Guideline 10: Combining the compliance function with other internal control functions

An Investment Firm should favour an organisation where control functions are properly separated. The combination of the compliance function with other control functions may be acceptable if this does not compromise the effectiveness and independence of the compliance function. Any such combination should be documented, including the reasons for the combination so that the CySEC is able to assess whether the combination of functions is appropriate in the circumstances.
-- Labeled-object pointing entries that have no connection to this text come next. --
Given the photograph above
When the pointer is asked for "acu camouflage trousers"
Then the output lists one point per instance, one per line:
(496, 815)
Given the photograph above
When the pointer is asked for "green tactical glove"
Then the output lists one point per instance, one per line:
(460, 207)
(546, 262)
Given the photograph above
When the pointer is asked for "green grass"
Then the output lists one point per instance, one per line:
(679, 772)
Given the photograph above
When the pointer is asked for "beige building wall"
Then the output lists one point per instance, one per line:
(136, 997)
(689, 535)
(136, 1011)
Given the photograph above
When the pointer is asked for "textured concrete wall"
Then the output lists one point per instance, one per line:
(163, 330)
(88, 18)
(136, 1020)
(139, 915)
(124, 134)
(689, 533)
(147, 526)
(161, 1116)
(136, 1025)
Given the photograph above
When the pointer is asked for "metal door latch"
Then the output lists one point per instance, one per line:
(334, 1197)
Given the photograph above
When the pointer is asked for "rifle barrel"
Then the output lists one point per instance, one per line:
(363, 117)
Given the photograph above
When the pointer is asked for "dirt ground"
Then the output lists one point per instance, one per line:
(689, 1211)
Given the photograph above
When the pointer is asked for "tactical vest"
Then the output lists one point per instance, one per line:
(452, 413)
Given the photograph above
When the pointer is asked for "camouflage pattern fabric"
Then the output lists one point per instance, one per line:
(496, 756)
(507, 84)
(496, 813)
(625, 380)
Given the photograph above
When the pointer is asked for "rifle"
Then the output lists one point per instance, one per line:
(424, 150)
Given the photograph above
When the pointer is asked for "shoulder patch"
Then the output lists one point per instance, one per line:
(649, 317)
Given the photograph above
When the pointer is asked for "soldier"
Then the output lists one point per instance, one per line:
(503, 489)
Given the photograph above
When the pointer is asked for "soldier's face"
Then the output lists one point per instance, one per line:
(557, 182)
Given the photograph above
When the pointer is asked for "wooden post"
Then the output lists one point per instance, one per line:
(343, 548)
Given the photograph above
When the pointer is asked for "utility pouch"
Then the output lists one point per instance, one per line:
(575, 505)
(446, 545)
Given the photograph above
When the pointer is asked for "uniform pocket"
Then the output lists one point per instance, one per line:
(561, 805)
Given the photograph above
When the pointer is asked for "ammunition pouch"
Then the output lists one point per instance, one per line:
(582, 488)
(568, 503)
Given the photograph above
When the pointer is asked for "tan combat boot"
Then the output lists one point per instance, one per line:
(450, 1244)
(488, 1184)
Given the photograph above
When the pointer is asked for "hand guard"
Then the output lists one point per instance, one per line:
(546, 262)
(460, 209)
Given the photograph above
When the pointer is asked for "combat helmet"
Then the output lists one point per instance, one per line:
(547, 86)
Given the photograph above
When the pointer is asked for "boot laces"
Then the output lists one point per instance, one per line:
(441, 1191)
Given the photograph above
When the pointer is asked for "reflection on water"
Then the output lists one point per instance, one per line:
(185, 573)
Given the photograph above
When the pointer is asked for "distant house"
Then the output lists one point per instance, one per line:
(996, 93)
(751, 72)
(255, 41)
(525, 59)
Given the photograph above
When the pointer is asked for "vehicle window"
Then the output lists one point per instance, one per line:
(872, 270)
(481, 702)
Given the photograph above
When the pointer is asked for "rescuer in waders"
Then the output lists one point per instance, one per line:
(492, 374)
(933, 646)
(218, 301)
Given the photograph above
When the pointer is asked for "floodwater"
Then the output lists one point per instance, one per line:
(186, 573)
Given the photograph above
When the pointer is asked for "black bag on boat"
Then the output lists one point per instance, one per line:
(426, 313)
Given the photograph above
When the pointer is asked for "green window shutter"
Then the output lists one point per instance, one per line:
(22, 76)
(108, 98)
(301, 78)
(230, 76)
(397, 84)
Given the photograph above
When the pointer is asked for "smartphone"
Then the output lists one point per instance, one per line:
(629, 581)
However, where an internal audit function has been established and is maintained within the Investment Firm in accordance with Article 24 of the MiFID II Delegated Regulation, such function may not be combined with other control functions such as the compliance function, in accordance with Article 24.

Guideline 11: Outsourcing of the compliance function

Investment Firms should ensure that all requirements applicable to the compliance function continued to be fulfilled where all or part of the compliance function is outsourced.

Investment Firms can only outsource tasks, but not responsibilities: Investment Firms wishing to engage in outsourcing remain fully responsible for the tasks that are outsourced. In other words, as set out in Article 31(2)(e) of the MiFID II Delegated Regulation, the ability to control outsourced tasks and manage the risks associated with the outsourcing must always be retained by the Investment Firm initiating the outsourcing.

  1. Competent authority review of the compliance function

Guideline 12: Review of the compliance function by the competent authorities

CySEC reviews how Investment Firms plan to meet, implement and maintain the applicable compliance function requirements. This applies in the context of the authorisation process, as well as, following a risk-based approach, in the course of ongoing supervision.

The compliance function must immediately disclose to the CySEC every important development that may substantially affect his ability to effectively perform the compliance function and to fulfill its responsibilities appropriately.